In the Arctic, with every increasing degree, the ice melts and precipitation increases by 2 per cent. It is expected that the Arctic will increase the overall precipitation drastically and no snow will form anymore by 2091.
Richard Bintanja works as a climate researcher at the Royal Netherlands Meteorological Institute, and he used 37 climate models to predict the precipitation levels in the Arctic for 100 years. He stated:
“It’s quite a bit, a 50 to 60 per cent increase Arctic-wide. We found that most of this increase is due to the retreat of sea ice because of the Arctic warming,”
In the previous years, ice in the Arctic started to melt and release huge amounts of water to the sea. As this happens, evaporation increases, and thus, formation of clouds and precipitation increase. As precipitation increases, there will rain instead of snow because warmer temperatures will block snowing. Regarding this, Bintanja says:
“If the current trend proceeds – and all indications are that it will go even faster than predicted – then we’ll have a sea-ice-free Arctic. You will be able to go to the North Pole just by ship.”

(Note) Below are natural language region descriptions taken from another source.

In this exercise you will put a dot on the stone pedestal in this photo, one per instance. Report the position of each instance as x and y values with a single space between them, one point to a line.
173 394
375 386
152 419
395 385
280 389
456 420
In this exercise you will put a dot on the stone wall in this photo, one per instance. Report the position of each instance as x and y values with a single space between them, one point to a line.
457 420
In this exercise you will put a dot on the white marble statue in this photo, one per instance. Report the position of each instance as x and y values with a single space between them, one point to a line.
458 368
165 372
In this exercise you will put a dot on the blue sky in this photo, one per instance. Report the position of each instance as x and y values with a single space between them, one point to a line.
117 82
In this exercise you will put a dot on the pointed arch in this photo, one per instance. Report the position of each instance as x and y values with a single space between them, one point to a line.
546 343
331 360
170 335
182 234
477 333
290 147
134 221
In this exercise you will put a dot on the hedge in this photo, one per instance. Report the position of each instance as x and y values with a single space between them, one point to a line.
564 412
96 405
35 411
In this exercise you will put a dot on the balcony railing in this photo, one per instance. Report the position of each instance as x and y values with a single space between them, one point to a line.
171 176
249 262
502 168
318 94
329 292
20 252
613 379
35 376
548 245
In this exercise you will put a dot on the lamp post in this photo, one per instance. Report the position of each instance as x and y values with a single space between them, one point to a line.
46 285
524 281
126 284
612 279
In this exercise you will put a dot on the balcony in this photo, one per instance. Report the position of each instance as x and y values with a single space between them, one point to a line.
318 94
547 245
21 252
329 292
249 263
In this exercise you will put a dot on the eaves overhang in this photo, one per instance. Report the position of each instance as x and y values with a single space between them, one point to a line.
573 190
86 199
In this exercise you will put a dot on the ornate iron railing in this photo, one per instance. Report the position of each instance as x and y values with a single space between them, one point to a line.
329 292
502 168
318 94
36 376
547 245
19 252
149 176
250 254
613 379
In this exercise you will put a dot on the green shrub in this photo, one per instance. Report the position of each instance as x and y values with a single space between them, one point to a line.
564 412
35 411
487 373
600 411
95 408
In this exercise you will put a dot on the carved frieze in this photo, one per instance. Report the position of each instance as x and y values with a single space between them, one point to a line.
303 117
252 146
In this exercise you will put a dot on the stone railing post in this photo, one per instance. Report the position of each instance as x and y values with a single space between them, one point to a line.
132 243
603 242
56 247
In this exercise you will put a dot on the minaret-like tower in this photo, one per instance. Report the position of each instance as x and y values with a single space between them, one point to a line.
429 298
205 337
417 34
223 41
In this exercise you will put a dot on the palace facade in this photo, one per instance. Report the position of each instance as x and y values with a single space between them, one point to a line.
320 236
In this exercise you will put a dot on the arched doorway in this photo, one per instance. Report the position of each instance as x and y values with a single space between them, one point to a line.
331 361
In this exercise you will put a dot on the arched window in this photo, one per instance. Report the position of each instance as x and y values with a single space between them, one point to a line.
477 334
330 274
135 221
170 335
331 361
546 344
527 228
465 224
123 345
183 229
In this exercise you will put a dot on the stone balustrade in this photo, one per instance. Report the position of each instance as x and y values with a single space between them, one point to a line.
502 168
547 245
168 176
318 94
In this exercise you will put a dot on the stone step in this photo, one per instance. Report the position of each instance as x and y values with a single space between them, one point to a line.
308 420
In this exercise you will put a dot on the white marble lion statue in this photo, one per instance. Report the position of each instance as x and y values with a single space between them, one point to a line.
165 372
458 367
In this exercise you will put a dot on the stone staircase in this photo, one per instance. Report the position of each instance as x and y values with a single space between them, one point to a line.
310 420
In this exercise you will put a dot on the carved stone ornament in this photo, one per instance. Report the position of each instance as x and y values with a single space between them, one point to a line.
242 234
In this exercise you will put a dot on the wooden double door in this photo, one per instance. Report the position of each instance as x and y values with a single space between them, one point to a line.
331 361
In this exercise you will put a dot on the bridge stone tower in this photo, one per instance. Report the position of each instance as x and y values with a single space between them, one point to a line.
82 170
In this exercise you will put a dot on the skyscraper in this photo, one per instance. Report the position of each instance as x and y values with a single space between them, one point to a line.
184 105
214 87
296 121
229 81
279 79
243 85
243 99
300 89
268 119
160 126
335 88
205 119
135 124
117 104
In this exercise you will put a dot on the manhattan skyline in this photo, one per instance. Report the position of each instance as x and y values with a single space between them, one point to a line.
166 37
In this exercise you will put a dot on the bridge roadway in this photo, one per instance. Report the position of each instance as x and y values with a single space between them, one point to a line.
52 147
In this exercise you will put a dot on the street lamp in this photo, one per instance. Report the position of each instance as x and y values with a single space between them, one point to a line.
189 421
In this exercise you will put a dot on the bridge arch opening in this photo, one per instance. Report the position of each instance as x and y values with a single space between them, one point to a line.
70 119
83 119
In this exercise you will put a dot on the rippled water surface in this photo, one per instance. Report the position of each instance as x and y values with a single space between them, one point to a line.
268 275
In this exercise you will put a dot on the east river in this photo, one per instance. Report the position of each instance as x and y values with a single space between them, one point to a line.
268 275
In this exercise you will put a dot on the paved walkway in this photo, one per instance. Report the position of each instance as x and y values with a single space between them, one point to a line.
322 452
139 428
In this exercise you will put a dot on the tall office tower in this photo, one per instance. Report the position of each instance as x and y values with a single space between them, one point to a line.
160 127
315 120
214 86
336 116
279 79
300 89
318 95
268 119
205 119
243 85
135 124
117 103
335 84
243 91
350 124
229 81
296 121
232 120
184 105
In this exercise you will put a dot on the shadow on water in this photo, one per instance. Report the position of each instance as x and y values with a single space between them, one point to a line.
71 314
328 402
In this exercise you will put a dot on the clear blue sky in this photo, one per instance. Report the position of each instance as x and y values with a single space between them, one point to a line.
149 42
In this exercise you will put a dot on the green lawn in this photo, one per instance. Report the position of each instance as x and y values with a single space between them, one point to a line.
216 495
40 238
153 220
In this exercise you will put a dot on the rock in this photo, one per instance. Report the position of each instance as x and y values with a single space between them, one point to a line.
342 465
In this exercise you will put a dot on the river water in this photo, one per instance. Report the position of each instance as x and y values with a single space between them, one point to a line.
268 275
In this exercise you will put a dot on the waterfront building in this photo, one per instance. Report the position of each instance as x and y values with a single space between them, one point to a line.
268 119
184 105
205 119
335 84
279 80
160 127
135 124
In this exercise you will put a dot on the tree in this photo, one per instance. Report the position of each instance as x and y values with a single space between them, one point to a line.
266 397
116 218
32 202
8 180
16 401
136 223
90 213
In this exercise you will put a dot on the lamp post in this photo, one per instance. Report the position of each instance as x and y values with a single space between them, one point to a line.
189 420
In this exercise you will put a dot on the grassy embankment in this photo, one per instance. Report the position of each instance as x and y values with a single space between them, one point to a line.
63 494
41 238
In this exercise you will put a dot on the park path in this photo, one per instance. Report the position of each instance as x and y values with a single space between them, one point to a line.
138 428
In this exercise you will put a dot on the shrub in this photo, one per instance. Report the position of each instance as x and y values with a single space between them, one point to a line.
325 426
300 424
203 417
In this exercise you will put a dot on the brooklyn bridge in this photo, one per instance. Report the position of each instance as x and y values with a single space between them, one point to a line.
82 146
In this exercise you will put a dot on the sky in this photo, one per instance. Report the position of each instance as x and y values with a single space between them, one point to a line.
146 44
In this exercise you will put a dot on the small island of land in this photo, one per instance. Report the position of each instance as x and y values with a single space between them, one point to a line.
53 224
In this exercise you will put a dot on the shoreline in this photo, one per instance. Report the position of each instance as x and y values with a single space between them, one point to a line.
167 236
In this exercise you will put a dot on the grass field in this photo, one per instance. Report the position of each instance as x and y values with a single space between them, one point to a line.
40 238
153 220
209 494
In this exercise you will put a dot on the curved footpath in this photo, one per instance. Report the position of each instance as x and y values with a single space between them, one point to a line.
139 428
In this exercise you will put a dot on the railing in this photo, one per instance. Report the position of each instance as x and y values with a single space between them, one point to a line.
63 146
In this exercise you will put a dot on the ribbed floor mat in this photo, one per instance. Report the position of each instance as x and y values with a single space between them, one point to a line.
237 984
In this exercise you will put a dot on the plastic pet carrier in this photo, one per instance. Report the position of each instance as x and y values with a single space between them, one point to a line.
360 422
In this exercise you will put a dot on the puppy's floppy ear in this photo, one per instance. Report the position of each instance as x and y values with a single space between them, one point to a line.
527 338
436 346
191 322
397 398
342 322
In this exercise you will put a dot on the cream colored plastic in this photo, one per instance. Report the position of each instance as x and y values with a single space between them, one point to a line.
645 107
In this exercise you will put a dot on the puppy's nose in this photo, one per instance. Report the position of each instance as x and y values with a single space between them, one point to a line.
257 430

When rain pours, it will melt more ice and the ability of ice to reflect light will decrease. Thus, even more ice will melt, and marine life will be harmed as the salinity of the Arctic ocean changes. Ding says:
“Eighty years from now, we don’t know how much CO2 there will be, but I’m sure it will be very warm in the Arctic. And anthropogenic causes will overwhelm anything else.”
Yet, Ding also suggests that these rainfalls won’t be year-round. He says that it can rain like London for a week; then, in the future, it might rain like London for a month.